PIRRO: But that's exactly what we were talking about before. This is a liberal issue, where people say, "You know what? This person should be protected. " Baloney.

What you have with a pedophile or someone who has sex with children is someone who is going to repeat their crime.

HANNITY: ... a right.

PIRRO: They're going to do it again, and they're going to pick your kids or my kids.

HANNITY: That's right.

PIRRO: And Megan's Law is nothing more than a reflection of the fact that a conviction is public information. And as a parent we need to know.

HANNITY: But don't we have rights? Whose rights are more important?

PIRRO: But that's what my book is about. To Punish and Protect is about the fact that we protect the criminal, and we punish the victim.

HANNITY: Tell him. We...

COLMES: Don't paint liberals as not caring about pedophiles.

PIRRO: Sure.

COLMES: The fact is, people should be sentenced properly in the first place so they never get out. If you think there's recidivism, if they can't be changed, or they can't be fixed, then don't let them out. But don't have a law that gives…you give them punishment after the crime.

PIRRO: Are you saying that you support laws to keep these people in prison for the rest of their lives? Is that what you're saying?

COLMES: I'm saying that if they should not be let out into society...

PIRRO: Then the answer...

COLMES: ... then they shouldn't be let out.

PIRRO: ... is they shouldn't. But once they are...

COLMES: ... but once they have been given a sentence, can you go back and change that?

PIRRO: Are you going to tell me that they're healed? They're not...

COLMES: Then don't let them out. Then don't let them out. Don't let them out.

PIRRO: You support legislation to keep them in jail for life?

COLMES: If they cannot…If they are pedophile, if they abuse a young child and if they cannot…yes, they cannot get back, they don't belong in society.
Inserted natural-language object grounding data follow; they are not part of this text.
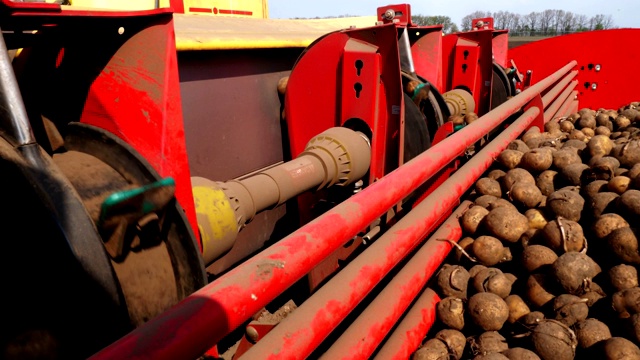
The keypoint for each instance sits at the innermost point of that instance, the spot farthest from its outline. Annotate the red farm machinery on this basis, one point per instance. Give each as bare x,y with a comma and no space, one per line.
184,198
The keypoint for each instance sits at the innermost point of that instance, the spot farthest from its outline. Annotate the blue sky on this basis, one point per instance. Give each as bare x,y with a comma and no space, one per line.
625,13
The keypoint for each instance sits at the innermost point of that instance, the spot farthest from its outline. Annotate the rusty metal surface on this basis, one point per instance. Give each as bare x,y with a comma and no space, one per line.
231,109
553,93
366,333
302,331
554,107
413,328
209,314
616,78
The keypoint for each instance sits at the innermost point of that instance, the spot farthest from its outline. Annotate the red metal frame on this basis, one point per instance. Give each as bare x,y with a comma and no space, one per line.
204,318
615,81
133,92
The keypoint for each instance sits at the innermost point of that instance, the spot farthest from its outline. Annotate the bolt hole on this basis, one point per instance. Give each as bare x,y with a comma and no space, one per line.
359,65
358,88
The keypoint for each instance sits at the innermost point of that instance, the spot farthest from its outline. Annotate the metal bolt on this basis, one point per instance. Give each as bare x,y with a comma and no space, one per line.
252,334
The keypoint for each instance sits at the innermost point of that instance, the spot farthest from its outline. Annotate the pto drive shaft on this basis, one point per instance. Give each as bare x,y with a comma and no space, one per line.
338,156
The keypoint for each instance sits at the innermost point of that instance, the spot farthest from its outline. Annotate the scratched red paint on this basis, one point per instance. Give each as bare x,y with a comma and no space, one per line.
375,200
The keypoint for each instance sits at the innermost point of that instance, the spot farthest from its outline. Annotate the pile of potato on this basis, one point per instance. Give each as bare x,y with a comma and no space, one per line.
547,267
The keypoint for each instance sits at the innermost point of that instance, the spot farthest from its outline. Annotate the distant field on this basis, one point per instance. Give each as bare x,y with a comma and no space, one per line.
521,40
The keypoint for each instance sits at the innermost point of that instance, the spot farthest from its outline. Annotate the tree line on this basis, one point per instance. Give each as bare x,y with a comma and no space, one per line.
544,23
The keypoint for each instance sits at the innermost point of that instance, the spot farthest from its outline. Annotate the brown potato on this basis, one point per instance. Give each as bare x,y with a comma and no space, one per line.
564,157
455,341
465,244
617,348
623,242
600,145
536,218
471,219
563,235
601,203
494,281
591,331
517,308
433,349
572,269
488,186
537,160
525,195
623,277
574,174
619,184
506,224
576,145
553,340
546,182
510,158
520,353
595,187
539,288
628,154
570,309
489,342
485,200
567,203
534,257
453,280
489,251
516,175
629,205
450,311
606,223
602,130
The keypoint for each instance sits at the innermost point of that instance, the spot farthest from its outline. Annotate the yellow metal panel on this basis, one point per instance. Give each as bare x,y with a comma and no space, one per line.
234,8
195,32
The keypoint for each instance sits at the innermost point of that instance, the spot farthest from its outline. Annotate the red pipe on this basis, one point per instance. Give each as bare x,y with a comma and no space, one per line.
202,319
553,93
408,335
557,104
360,339
303,330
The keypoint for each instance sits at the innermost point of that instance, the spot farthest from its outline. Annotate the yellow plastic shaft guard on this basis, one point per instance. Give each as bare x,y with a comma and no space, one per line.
216,221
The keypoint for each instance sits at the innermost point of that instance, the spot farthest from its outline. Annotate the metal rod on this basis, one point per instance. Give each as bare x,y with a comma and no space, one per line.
303,330
209,314
365,333
13,115
558,102
564,109
413,328
554,91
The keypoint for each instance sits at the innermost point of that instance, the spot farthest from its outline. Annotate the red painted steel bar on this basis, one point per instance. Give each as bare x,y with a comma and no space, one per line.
566,106
415,325
202,319
552,110
304,329
553,93
385,310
They should not be there.

PIRRO: Will you sit a jury in Westchester County?

COLMES: So I think that is my position.

But let me ask you very quickly about…about Kobe Bryant (search). This accuser, we may agree on this. The accuser here, I think, has been thrown down the stairs.

PIRRO: Classic example.

COLMES: And they have looked into her background. Is it right to look at somebody's mental records, their mental health background and suggest that she can't tell the truth because of that?

PIRRO: You're right.

It's not right but they do it…defense attorneys do it because they can. And it's almost as though we take the criminal's side.
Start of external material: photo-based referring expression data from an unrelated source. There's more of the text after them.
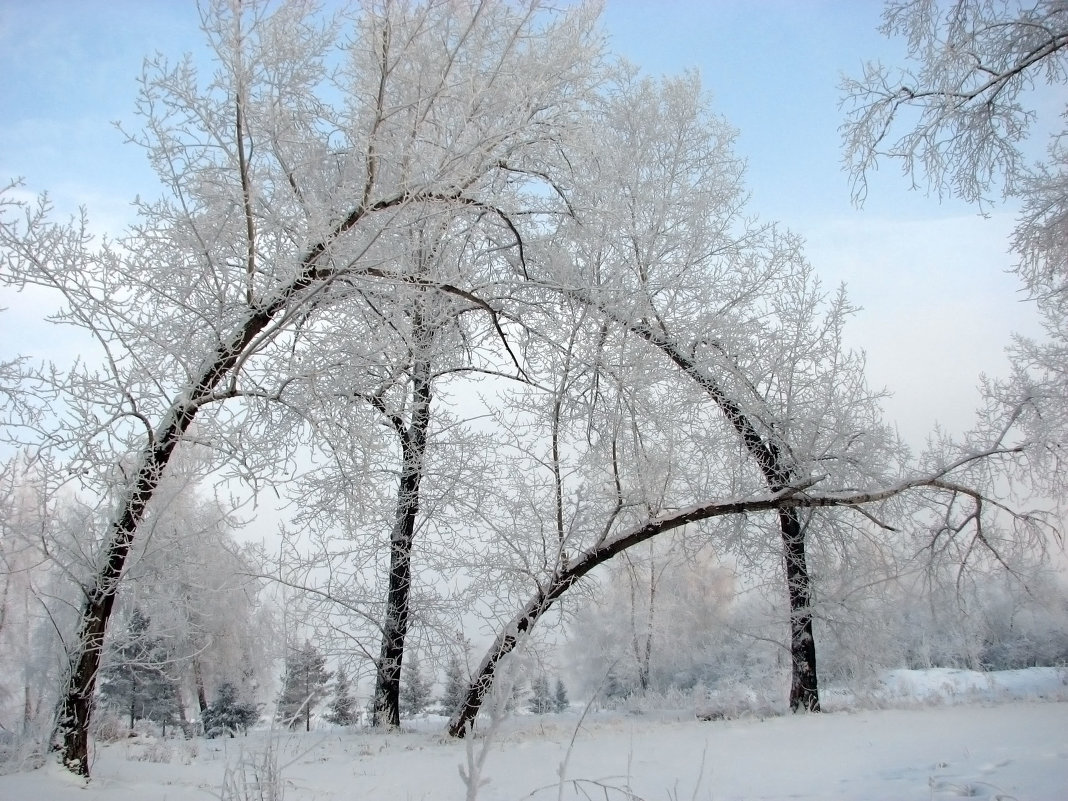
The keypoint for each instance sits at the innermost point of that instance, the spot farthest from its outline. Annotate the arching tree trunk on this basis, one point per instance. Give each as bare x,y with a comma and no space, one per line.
387,707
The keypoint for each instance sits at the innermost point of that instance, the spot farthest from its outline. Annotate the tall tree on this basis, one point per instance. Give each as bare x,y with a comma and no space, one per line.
957,118
279,194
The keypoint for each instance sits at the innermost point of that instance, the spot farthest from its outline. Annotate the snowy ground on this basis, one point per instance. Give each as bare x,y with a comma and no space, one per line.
942,735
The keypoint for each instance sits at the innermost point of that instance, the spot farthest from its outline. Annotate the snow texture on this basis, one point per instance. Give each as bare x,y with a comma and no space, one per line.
959,735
It's almost as though you expect the foreperson of a jury to stand up and say, "We, the jury, find the victim guilty, not the defendant, the victim."
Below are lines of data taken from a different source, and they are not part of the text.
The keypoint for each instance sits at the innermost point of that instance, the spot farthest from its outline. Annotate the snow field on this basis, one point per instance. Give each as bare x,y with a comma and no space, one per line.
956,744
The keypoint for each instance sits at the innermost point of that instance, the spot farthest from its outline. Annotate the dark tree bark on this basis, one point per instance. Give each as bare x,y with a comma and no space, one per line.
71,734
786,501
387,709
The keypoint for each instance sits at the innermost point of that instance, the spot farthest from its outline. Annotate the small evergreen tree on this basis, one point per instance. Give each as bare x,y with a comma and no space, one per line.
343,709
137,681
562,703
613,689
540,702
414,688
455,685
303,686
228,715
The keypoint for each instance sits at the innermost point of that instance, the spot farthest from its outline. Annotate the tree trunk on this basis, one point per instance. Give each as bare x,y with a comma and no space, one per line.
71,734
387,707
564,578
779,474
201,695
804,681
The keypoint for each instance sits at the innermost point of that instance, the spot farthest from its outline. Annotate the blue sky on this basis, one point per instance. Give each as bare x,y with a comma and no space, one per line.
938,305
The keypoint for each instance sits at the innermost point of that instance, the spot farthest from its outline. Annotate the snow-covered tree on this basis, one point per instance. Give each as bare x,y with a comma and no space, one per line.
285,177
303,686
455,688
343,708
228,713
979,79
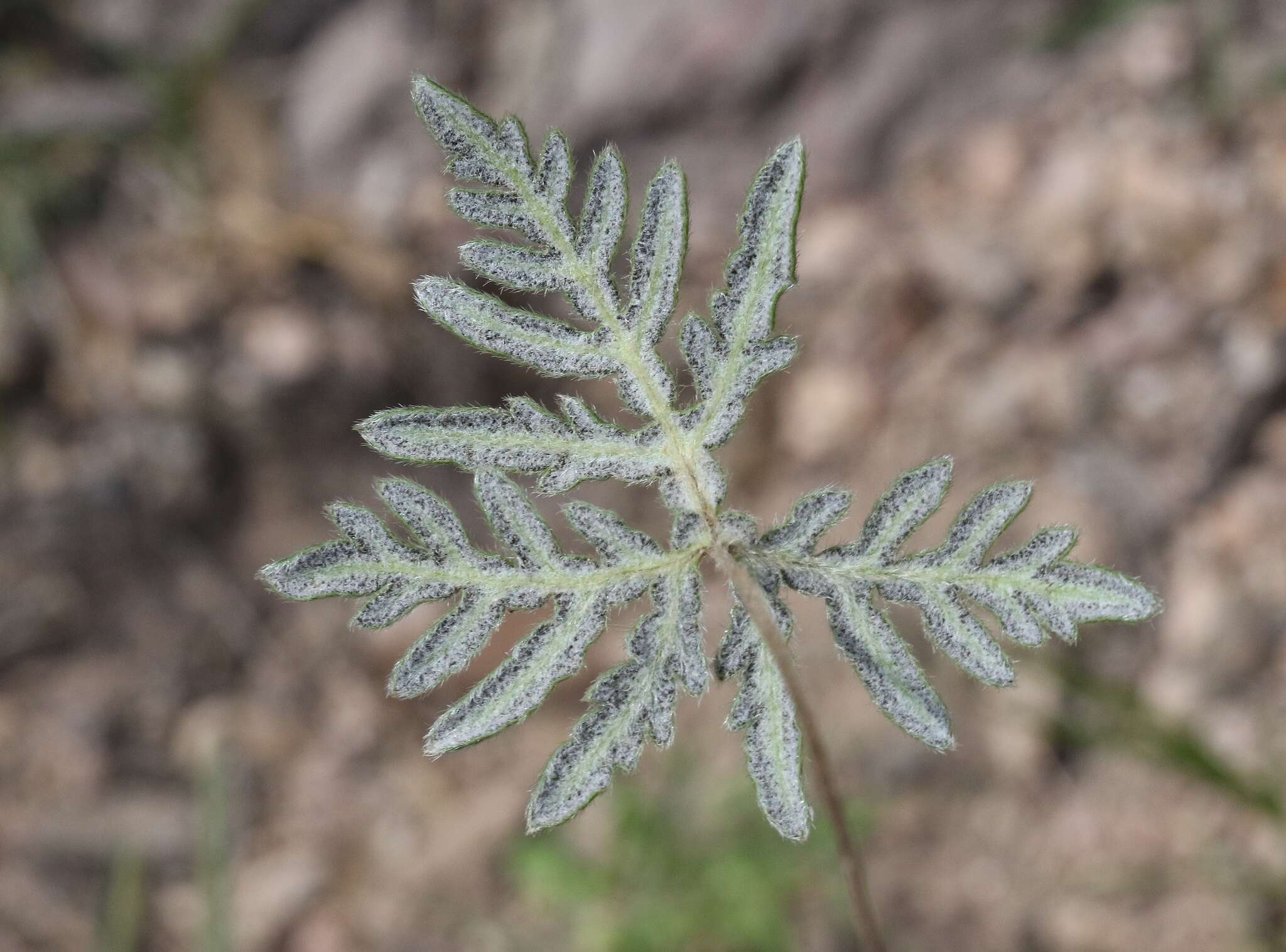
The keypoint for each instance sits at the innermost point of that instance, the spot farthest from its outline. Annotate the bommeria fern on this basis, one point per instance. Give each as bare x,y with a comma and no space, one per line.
1032,591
And that's what we're doing to this victim. And I'm amazed that she has the internal fortitude to go forward in spite of this.

COLMES: So what do we do? Is there anything you can do to prevent them delving into somebody's medical records, their mental health background? What can we do?

PIRRO: Well, you know, just as we passed a rape shield law that prohibits people from talking about a person's prior sexual activity not related to a case, we've got to do more to make sure that we protect victims of sex crimes, male, female.

COLMES: Because women are going to be more reticent to come forward, especially if somebody who…if the accused person is a celebrity, that's going to make it more difficult hurdle to get across from now on?

PIRRO: If a person is a celebrity, then there's going to be more of the spotlight.

It's about the 80-year-old woman that we…that was a victim of a rape crime and the defense attorneys went to her neighbor...

HANNITY: If somebody has a history of mental illness, especially a recent one, I think the defense has a right to bring that up.

PIRRO: But that's something that a judge can decide. It's not something that should be out in the public domain before we even go to trial.

HANNITY: All right. Good to see you. Great book. Thank you for being with us. Appreciate it.